Here are some examples:
- A recruitment company supplies clients with up-to-date industry-specific salary details to help them plan remuneration policy.
- A stationer becomes stock controller and distributor for its major customers’ standard stationery items.
- Car leasing firms offer their clients information on fuel consumption, diesel vs petrol, maintenance, accidents and resale values to help them improve the management of their fleets.
Never underestimate the importance of value-added services in creating partner relations. Become indispensable to your customer and so create ‘barriers to entry’ for your competitors and ‘barriers to exit’ for your customers.
2. Want the business
This sounds obvious, but it goes much deeper than it appears. Giving your customer the impression you really want their business can be very persuasive.
Think about your own experiences. Time and again, if people have gone to great lengths to make you feel important and valued, you choose a supplier based on that feeling, not just on the proposed solution.
Imagine you are interviewing candidates for an important position. You have drawn up a shortlist of two people, Joanna and David. Joanna is slightly better qualified than David, but David lets you know by his attitude that he really wants the job. Who would you offer it to? We have asked this question of thousands of managers over the years and the vast majority answer ‘David’.
It’s exactly the same in business: we want to do business with people who make us think they will look after us, who convince us they really want to work together with us.
The impression you want to create is:
“You can’t buy anything from my company without getting me with it: my help, my assistance, my back-up, me on the end of the phone.”
3. Use team selling
The more people from both supplier and customer who are involved in building the relationship, the stronger it will become. It’s a team effort.
When your team meets the customer and explains what each member does, it gives you more credibility. The customer appreciates having access to all the players. They know who is going to carry out each element of servicing the account.
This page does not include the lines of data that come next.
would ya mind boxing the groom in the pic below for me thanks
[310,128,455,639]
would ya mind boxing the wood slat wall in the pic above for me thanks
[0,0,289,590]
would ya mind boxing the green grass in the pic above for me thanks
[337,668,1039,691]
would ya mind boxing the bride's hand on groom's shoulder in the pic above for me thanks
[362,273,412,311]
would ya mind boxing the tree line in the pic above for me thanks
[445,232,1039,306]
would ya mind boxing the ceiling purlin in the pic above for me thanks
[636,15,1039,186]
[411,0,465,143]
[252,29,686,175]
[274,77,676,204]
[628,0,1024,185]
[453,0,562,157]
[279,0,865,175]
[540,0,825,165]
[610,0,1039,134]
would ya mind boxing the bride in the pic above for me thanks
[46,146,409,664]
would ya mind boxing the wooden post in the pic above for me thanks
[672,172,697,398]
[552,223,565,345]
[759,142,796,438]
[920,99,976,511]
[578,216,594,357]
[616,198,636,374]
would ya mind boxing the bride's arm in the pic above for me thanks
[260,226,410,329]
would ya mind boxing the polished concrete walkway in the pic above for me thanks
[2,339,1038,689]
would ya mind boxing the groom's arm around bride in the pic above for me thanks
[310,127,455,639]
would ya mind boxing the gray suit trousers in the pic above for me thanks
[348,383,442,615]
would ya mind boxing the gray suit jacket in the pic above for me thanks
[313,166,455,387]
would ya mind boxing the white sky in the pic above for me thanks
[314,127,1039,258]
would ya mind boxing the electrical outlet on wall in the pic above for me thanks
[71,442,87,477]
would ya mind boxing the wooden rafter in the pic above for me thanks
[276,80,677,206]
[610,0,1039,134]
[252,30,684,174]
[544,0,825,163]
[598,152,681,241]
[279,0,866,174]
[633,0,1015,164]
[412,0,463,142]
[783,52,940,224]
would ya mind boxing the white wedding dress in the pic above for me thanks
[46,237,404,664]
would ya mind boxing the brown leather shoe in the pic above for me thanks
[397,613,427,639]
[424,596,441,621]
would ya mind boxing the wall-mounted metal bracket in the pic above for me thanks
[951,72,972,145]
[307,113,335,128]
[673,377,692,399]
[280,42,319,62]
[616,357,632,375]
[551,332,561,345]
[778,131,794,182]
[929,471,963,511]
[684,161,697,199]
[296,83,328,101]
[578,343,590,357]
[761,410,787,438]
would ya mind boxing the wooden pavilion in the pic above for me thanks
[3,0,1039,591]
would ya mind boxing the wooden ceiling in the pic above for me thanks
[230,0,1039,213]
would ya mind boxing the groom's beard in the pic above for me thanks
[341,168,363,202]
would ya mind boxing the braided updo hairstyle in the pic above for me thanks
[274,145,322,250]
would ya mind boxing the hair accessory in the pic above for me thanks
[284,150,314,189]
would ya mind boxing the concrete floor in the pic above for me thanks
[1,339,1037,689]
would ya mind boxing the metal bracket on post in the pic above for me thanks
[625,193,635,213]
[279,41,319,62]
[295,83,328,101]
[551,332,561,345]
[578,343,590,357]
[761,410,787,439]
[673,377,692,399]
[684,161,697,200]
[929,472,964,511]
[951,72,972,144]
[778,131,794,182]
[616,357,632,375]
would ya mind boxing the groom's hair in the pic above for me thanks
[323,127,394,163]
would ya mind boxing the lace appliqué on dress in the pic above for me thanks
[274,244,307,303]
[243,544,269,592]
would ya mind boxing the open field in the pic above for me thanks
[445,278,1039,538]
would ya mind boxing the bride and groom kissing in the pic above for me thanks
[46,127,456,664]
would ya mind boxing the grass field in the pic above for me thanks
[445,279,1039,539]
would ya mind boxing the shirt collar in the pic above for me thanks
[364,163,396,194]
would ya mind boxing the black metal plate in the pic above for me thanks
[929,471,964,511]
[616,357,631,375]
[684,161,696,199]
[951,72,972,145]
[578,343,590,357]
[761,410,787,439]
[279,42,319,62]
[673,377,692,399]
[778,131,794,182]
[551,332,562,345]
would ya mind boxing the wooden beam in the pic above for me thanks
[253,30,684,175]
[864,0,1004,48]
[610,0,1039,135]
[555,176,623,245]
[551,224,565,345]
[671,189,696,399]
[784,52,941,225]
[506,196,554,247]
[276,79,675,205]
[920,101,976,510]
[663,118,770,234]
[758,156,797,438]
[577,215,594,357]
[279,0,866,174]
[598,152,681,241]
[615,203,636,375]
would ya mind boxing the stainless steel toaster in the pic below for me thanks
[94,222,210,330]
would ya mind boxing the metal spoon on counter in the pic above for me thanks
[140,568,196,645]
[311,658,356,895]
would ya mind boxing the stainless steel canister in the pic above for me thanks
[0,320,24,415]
It’s no longer just the account manager talking with the buyer, it’s the supplier team working with the customer team to optimise effectiveness. And from the buyer’s perspective, the more people involved in the relationship the harder it is to change supplier. They would need to be satisfied that all their key people had no objection to the change.
When organising a team you should no longer be thinking:
“How can I put the best team together to win the business?”
Instead, focus on:
“Who needs to be involved so we can bring in all the expertise we’ve got to help the customer achieve their objectives?”
All contact with a customer should be coordinated through the account manager, who ensures that the account objectives are clear to all concerned and acts as team leader. The overall objective is to ensure that all the supplier’s resources – sales, support, marketing, research, finance, packaging and distribution – are used to identify and meet the customer’s requirements profitably for both parties.
4. Focus on the customer’s customer
What happens when a new business proposal comes into your office? For most of us this signals a determined effort to beat the competition. We seek to entice the new customer or client with better product value, better service, better proposals and a strong desire for them to just plain like us more than our competitors.
Salespeople who are concentrating on consultative partnering go further than this and ask:
“What do my customers require to satisfy their customers?”
“Who are their competitors and how can we help them to win?”
The golden rule of business – I can get what I want by helping others get what they want – is best applied by thinking about both your customer’s customer and your customer’s competitor.
Intel’s brilliant ‘Intel Inside’ marketing campaign worked because the chip maker looked not only at its own customers – original equipment manufacturers and distributors – but at their customers, people looking to buy a new PC. Never before has the end user been so aware of the brand identity of a single component.